Hooper went to work and what he turned in for the card was, well, it wasn’t even close.  Actually, it was too close – literally.

Instead of a full-bodied pose of an intimidating and vicious dragon, Hooper had created something that looked more like a goofy-looking dragon who tried (and kind of failed) to take a full-face selfie.

Needless to say, Hooper’s art for Crimson Hellkite was rejected and Harkey defunded the piece.  It was clear that it simply wasn’t going to work.  In a scurry, Harkey commissioned a second piece of artwork for the card by Gerry Grace as he was already working on artwork for some of Mirage’s various drakes and whatnot.

What Grace turned in was exactly what Harkey was looking for with a large, imposing dragon posed over an erupting volcano – strikingly different than what Hooper had drawn – and it’s Grace’s artwork that ultimately made it onto the card.

But, Hooper’s story doesn’t end here.  The follow-up set to Mirage is Visions and Harkey isn’t one to forget a promise.  She approached Magic R&D and said while she understood why Hooper’s art was rejected for Crimson Hellkite, she insisted they find a place for his artwork somewhere in Visions.

This put R&D in a tight spot as they didn’t feel Hooper’s artwork was worthy of any sort of dragon in Magic: The Gathering despite there being two dragons in the upcoming set – Firestorm Hellkite and Viashivan Dragon – both needing artwork.  Then, someone got an idea:  Maybe they can make a card that matched the artwork rather than the other way around.  And, if the artwork isn’t of a dragon per sé, then what, in fact, is it?

That’s when Mark Rosewater, then a designer working under Bill Rose, came up with a solution:  “What if the card was an object that was supposed to look like a dragon. What if it was a dragon mask?!”

The solution was almost too perfect.

Rosewater relayed this story to the flavor text team and they came up with a finishing touch that really serves as the icing on the cake by having Rashida Scalebane, a woman with an impenetrable disdain for dragons as her childhood home had been destroyed by the beasts, donning the Dragon Mask in order to save the day.

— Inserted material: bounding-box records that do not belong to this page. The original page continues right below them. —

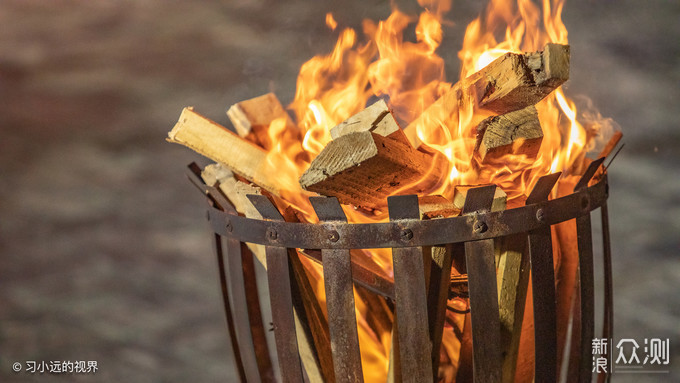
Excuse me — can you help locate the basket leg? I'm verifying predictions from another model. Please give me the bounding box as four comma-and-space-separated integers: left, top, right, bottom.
213, 234, 246, 382
387, 195, 433, 383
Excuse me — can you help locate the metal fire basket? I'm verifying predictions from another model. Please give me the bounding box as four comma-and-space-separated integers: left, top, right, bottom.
188, 158, 613, 383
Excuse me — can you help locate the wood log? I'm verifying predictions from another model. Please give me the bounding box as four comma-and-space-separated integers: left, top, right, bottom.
167, 107, 290, 196
418, 195, 461, 219
497, 234, 530, 382
476, 105, 543, 163
227, 93, 299, 150
201, 164, 262, 219
201, 169, 335, 382
331, 100, 408, 146
453, 185, 508, 211
418, 195, 462, 376
300, 131, 448, 208
404, 43, 569, 148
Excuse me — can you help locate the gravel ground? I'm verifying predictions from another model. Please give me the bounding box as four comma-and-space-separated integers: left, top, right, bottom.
0, 0, 680, 383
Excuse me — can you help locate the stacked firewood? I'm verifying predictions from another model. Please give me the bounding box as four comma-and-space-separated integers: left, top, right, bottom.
168, 44, 569, 381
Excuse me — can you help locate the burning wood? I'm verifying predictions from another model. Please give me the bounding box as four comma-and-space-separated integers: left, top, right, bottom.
404, 44, 569, 147
167, 107, 290, 195
477, 105, 543, 163
168, 0, 620, 383
300, 130, 445, 208
453, 185, 508, 211
331, 100, 408, 146
227, 93, 298, 150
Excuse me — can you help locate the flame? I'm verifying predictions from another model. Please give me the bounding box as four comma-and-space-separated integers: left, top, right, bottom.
326, 12, 338, 31
254, 0, 612, 381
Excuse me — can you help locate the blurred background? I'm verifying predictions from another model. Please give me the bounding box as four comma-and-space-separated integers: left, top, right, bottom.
0, 0, 680, 382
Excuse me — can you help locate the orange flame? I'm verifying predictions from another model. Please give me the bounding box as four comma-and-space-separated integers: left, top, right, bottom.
255, 0, 612, 381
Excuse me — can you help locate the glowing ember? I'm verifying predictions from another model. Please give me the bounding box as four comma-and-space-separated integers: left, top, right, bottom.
238, 0, 612, 381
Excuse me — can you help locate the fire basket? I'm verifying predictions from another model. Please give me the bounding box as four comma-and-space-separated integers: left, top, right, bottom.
188, 158, 612, 382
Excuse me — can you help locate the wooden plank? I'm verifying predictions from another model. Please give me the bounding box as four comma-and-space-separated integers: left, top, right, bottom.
388, 195, 433, 383
331, 100, 407, 142
300, 131, 448, 208
453, 184, 508, 211
404, 43, 570, 148
476, 105, 543, 163
227, 93, 299, 150
167, 107, 290, 196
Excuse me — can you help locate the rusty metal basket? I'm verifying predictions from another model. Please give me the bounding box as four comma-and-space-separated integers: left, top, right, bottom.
188, 159, 613, 382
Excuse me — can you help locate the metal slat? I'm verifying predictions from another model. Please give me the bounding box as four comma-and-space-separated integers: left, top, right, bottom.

The end result was R&D finally finding a place for Hooper’s artwork in the form of the card Dragon Mask along with flavor text that hints at not just the mask’s role in the Visions story, but in Hooper’s artwork’s story as well:

“With no further options, I was forced to don the mask.”

<TAG>

And there you have it: The story of the infamous Dragon Mask – a card that got a reprint in Sixth Edition and, more recently, in Magic’s Mystery Boosters with Hooper’s artwork intact.